[Info-vax] Home-grown application process dumps

RGB 11brvo at gmail.com
Wed Jan 7 14:47:06 EST 2015


On Tuesday, January 6, 2015 10:18:05 AM UTC-5, Stephen Hoffman wrote:
> On 2015-01-06 06:09:28 +0000, David Froble said:
> 
> > Stephen Hoffman wrote:
> > 
> >> If that's not it, I'd start looking for a memory heap corruption, as 
> >> those can blow out all over the place, and with all sorts of odd 
> >> errors.  With BASIC, that's usually some system service call or similar 
> >> that exceeds the size of the string that's been presented to the system 
> >> service call -- system services generally don't re-size or extend 
> >> dynamic string descriptors, the calls just keep writing however much 
> >> they've been asked to write.  Ten pounds of bytes into a five-pound 
> >> string buffer makes for a corrupt heap, after all.
> > 
> > I agree with what you wrote, until this paragraph.  Maybe I don't 
> > understand what you wrote, but, my impression is that when working with 
> > a descriptor, VMS will not write past the defined length of the data.
> 
> If the called API is also using descriptors, yes, you'll either get the 
> data, whether exact-fit, truncated or padded.   If the storage 
> allocated to the descriptors is being used as a buffer however, 
> overruns are possible.   System services that use descriptors assume 
> all descriptors are static, and don't try to re-size them.   System 
> services that expect buffers and that get passed the address of a 
> buffer based on the buffer allocated for a dynamic string can clobber 
> the heap.
> 
> Descriptors are a clunky and somewhat limited version of an object, in 
> a newer language.  Descriptors were a good idea when they were created, 
> but they're kind of annoying to deal with compared with how objects 
> have been integrated with other languages and programming environments. 
>  Folks have used and have greatly improved on the idea of descriptors.
> 
> 
> -- 
> Pure Personal Opinion | HoffmanLabs LLC

All,

The following output is from one of our Developers.  I've relayed to him much, if not all, of the comments from this post.  (I am not a developer but simply manage our VMS environment.)  Here's his output:

Normally the line number should be in the listing.  If you do something like
the example, divide by zero, and you don't use the mechanism within BASIC
that allows you to trap errors internally and act on them, the program would
abort as they show, and it might also include a line number.
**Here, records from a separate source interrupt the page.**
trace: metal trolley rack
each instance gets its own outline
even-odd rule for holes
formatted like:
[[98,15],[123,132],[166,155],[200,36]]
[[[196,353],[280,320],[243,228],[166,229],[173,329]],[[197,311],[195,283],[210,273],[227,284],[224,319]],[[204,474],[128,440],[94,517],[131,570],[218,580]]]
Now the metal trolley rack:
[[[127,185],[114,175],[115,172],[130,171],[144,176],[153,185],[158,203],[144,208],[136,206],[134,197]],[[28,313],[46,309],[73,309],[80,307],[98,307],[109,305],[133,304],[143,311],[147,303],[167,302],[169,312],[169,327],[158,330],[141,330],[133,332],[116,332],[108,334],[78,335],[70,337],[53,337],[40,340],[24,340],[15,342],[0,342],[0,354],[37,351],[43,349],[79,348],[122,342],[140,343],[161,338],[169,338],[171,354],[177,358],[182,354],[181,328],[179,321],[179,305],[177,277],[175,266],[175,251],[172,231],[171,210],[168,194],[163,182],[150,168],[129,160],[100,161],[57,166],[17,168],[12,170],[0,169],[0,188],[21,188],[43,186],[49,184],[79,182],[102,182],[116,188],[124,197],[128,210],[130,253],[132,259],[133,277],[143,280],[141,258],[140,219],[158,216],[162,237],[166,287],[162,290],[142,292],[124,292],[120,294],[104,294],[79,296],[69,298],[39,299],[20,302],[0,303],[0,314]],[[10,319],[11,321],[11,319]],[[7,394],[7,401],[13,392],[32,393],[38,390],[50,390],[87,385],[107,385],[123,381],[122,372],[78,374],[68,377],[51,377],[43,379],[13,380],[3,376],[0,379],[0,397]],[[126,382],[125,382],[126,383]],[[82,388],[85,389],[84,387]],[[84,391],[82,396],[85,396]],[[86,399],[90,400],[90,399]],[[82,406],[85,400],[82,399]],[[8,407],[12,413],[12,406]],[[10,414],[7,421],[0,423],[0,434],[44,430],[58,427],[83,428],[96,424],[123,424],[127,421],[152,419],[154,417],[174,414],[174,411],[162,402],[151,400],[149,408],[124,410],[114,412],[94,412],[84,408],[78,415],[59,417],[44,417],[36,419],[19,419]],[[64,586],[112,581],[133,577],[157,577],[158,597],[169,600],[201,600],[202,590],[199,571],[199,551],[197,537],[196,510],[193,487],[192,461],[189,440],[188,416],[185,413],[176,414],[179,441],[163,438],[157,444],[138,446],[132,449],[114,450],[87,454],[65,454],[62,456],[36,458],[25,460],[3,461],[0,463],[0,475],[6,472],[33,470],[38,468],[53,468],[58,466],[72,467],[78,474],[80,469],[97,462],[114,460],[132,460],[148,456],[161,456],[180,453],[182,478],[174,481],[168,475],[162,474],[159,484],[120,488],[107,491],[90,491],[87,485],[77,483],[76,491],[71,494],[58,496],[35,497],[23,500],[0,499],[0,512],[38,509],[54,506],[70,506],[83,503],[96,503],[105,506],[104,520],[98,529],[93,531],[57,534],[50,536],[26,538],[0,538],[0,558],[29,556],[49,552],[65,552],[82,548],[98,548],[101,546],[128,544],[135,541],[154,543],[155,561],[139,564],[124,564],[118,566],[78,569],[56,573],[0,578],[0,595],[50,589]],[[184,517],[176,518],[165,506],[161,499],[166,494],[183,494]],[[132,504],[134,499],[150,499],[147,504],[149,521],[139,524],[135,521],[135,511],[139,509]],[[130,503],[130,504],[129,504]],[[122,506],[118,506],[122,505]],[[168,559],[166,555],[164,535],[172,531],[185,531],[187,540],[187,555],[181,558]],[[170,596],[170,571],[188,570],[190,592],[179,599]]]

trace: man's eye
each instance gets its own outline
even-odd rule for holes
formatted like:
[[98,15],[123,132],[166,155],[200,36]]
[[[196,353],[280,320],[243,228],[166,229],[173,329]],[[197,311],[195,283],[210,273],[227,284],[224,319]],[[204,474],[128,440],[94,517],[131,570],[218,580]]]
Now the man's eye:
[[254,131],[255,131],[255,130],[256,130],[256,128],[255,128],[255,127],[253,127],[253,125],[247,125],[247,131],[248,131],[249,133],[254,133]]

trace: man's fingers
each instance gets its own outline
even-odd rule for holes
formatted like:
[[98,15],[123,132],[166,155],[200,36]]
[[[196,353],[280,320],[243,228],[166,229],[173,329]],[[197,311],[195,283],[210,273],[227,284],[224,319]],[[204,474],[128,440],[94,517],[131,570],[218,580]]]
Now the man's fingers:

But as you have seen from the dumps and the analysis, it's usually missing.
This is partially because the crash is happening in a VMS shared image, and
not actually in "our" code.  You may also have noticed that the traceback information
that is in some dumps that should give the name of the module is filled with
garbage characters.

The problem here is that we are not getting anything "normal", like divide by zero,
or issuing a system service call with a bad parameter, or something predictable.
The programs are blowing up at very odd locations, like inside system services.
And when the traceback is included, it says the program was doing something
that should be very innocuous, like loading a value into a register: something
that should not trigger an opcode fault.